For Tomorrowworld veterans everywhere, this trek is not imaginary. It's real. Tomorrowworld vets call it the trail of tears.

(The trail of tears to Dreamville [shown below] just got a lot less tearful thanks to BellHops. Images courtesy Tomorrowworld and BellHops.)
Mention the trail of tears to anyone who has attended Tomorrowworld in the past, and you'll hear stories that will make your feet hurt and your bones ache.

This year, however, those stories may change.

Tomorrowwworld is teaming up with a company called Bellhops to help ease the pain and dry the wet eyes of those who survived the trail of tears.

Bellhops is a firm founded in 2013. They got their start in Auburn, Alabama. They are in more than 100 cities across the United States providing moving and lifting assistance to people in need. Atlanta is one of their top markets.

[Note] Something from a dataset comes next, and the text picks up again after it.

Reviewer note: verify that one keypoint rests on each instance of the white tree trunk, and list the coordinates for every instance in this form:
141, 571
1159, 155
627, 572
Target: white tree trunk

"Bellhops is the new way to move," Austin, Texas City Director Zach Toth said. "We're like the Uber of moving. We're on demand and tech based. We connect college students with people who just need a couple guys to move a few things."

Normally Bellhops charges $40 an hour for their services. But for the People of Tomorrowworld, Bellhops is providing their services absolutely free.

Bellhops will load campers' gear into carts, carry it into the campsite, and help campers set up just like a bellhop would at a hotel.

Zach Toth tells Georgia Unfiltered that Bellhops is providing fifty guys to assist Tomorrowworld festival-goers in moving their gear from car to campground. Four stations will be set up; two in each parking lot, and two at each entrance to Dreamville camping.

"We’re going to be there to take that stress away," Toth said. "Ask any festival staff to point out Bellhops. We will be wearing green outfits for easy identification."

Toth says he hopes Bellhops catches on at other music festivals, where camping next to your car isn't allowed.